L’autre raison de notre optimisme tient à nos performances sur les marchés internationaux. L’industrie européenne est le plus grand exportateur mondial de produits cosmétiques. Dans les 15 prochaines années, 1,5 milliards de personnes dans le monde vont entrer dans la classe moyenne. C’est une opportunité extraordinaire pour notre industrie qui se mobilise pour apporter sa contribution à la satisfaction des besoins de ces nouveaux consommateurs.

Premium Beauty News - Et comment se traduit cette mobilisation ?

Loïc Armand - D’abord par la recherche et l’innovation. Nous prévoyons en effet un véritable changement de paradigme. Avec notamment une révolution de la relation avec les consommateurs et aussi de nombreux enjeux environnementaux. La révolution digitale, les réseaux sociaux, transforment les circuits de distribution tout comme les rapports entre consommateurs et marques. On va vers une personnalisation croissante de l’offre et un dialogue toujours plus proche avec les consommateurs. Les produits cosmétiques sont d’autant plus sensibles à ce phénomène qu’ils ont une forte charge intime. Ce n’est pas anodin de se mettre un produit sur la peau.

Premium Beauty News - Et en ce qui concerne l’environnement ?

Loïc Armand - L’industrie cosmétique est très consciente des enjeux liés à l’augmentation de la demande mondiale. Au niveau, collectif, l’industrie européenne s’est ainsi portée volontaire dans le cadre du projet Product Environmental Footprint (PEF) piloté par le Commission européenne pour développer une méthode harmonisée pour le calcul de l’empreinte environnementale. Pour des raisons techniques, notre projet concernant les produits rincés n’a pas été sélectionné parmi les projets pilotes de la Commission mais nous l’avons poursuivi de façon volontaire et nous espérons disposer de résultats applicables en 2016.

Au-delà des projets supervisés par Cosmetics Europe au nom de l’ensemble de l’industrie, les entreprises s’engagent individuellement et fortement dans des projets ambitieux de réduction de leur impact environnemental. L’Oréal, par exemple, s’est engagé à réduire de 60% ses émissions de CO2 en valeur absolue d’ici 2020. D’autres entreprises, comme Unilever et un grand nombre de nos membres, ont leurs propres objectifs.

Premium Beauty News - Parmi les principaux objectifs de Cosmetics Europe, il y a aussi l’harmonisation réglementaire.

Loïc Armand - Parlons plutôt de convergence. C’est un objectif très ancien de l’industrie des cosmétiques qui prend tout son sens dans un contexte de développement des marchés internationaux et du commerce en ligne. Les ventes sur internet risquent en effet de limiter la capacité des états à contrôler leur marché.

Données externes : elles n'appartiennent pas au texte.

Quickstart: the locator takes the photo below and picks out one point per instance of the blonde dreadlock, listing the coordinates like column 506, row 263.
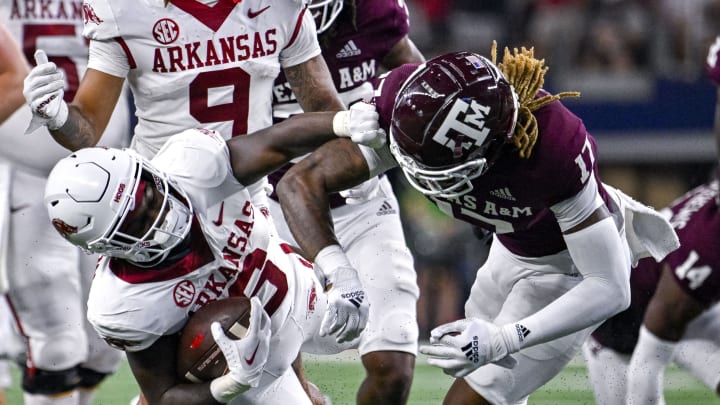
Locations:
column 527, row 75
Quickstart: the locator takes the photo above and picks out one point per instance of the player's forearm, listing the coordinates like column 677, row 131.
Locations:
column 78, row 132
column 303, row 133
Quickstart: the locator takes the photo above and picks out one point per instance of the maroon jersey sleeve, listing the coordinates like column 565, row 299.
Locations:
column 566, row 154
column 696, row 263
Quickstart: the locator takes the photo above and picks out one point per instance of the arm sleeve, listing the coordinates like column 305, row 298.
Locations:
column 601, row 257
column 647, row 366
column 574, row 210
column 107, row 56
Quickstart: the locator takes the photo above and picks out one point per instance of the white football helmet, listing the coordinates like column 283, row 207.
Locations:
column 325, row 12
column 90, row 193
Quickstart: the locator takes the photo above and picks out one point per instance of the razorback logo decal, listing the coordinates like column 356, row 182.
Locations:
column 64, row 229
column 89, row 15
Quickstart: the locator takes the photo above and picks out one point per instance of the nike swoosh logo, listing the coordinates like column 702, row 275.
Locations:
column 253, row 14
column 218, row 221
column 251, row 360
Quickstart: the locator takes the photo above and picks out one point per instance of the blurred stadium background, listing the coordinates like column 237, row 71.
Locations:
column 639, row 65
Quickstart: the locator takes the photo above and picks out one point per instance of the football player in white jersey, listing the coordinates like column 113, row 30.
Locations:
column 13, row 69
column 65, row 357
column 360, row 39
column 189, row 63
column 179, row 231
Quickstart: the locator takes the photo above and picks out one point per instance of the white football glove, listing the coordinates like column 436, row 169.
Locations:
column 348, row 310
column 43, row 89
column 460, row 347
column 360, row 124
column 245, row 357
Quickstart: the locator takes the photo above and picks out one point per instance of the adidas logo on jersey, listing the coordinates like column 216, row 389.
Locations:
column 386, row 209
column 350, row 49
column 503, row 193
column 522, row 331
column 471, row 350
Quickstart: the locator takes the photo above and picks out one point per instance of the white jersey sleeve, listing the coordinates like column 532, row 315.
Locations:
column 108, row 57
column 100, row 23
column 304, row 45
column 207, row 151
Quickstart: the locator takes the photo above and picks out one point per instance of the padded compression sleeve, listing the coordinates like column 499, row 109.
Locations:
column 600, row 256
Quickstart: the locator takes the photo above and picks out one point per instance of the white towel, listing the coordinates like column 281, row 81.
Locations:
column 647, row 231
column 5, row 198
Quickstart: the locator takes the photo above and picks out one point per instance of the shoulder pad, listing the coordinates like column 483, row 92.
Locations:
column 99, row 20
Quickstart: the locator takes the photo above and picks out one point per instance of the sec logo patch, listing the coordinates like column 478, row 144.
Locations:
column 184, row 293
column 166, row 31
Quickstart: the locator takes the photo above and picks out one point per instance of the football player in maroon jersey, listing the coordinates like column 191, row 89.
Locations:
column 486, row 144
column 359, row 40
column 674, row 315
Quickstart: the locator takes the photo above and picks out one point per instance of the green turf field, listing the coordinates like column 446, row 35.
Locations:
column 339, row 377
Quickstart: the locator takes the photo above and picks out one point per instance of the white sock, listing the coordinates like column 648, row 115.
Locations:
column 69, row 398
column 647, row 367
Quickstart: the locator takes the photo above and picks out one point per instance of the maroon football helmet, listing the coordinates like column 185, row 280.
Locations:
column 450, row 118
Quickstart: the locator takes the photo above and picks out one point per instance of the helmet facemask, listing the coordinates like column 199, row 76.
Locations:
column 325, row 12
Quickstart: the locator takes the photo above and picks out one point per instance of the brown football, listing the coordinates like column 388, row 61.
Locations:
column 198, row 357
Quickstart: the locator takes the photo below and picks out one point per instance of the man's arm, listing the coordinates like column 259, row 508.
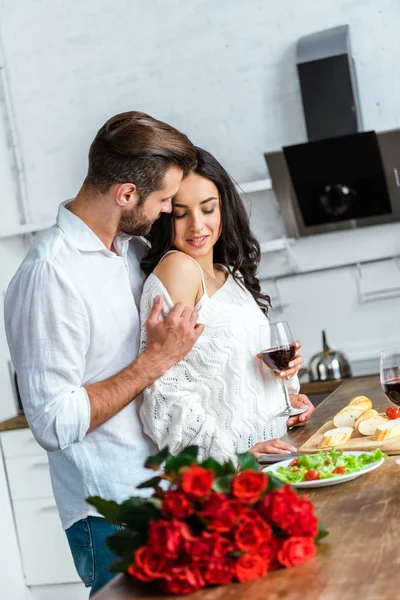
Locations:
column 168, row 342
column 48, row 334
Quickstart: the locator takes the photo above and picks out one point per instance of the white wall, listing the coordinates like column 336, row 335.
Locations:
column 224, row 72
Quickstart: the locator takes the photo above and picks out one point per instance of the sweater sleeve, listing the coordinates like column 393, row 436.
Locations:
column 173, row 409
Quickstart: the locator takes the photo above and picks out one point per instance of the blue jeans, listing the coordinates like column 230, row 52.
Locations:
column 91, row 556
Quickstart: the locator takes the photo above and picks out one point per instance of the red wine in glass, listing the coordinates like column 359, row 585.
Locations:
column 390, row 374
column 279, row 350
column 278, row 359
column 391, row 387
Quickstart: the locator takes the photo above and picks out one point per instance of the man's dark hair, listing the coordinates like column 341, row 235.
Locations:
column 133, row 147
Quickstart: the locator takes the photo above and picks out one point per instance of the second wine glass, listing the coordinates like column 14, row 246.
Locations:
column 278, row 350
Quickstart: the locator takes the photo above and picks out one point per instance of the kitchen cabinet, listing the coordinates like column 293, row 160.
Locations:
column 45, row 557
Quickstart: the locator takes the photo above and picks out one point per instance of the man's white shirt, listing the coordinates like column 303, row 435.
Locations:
column 72, row 318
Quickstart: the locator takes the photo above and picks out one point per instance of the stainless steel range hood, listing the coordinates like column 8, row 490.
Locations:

Pour l’industrie européenne, qui est très exportatrice, la convergence est un enjeu important. Nous considérons que le modèle réglementaire européen est l’un des plus protecteurs des consommateurs et de l’environnement. Il est basé sur l’évaluation scientifique du risque, et c’est sur la base de ce principe que nous en faisons la promotion dans le monde.

En pratique, nous sommes l’une des industries les plus sûres du monde et nous pensons mériter la confiance des régulateurs.

Premium Beauty News - Que donnent les négociations sur le Transatlantic Trade and Investment Partnership (TTIP) dans le domaine des cosmétiques ?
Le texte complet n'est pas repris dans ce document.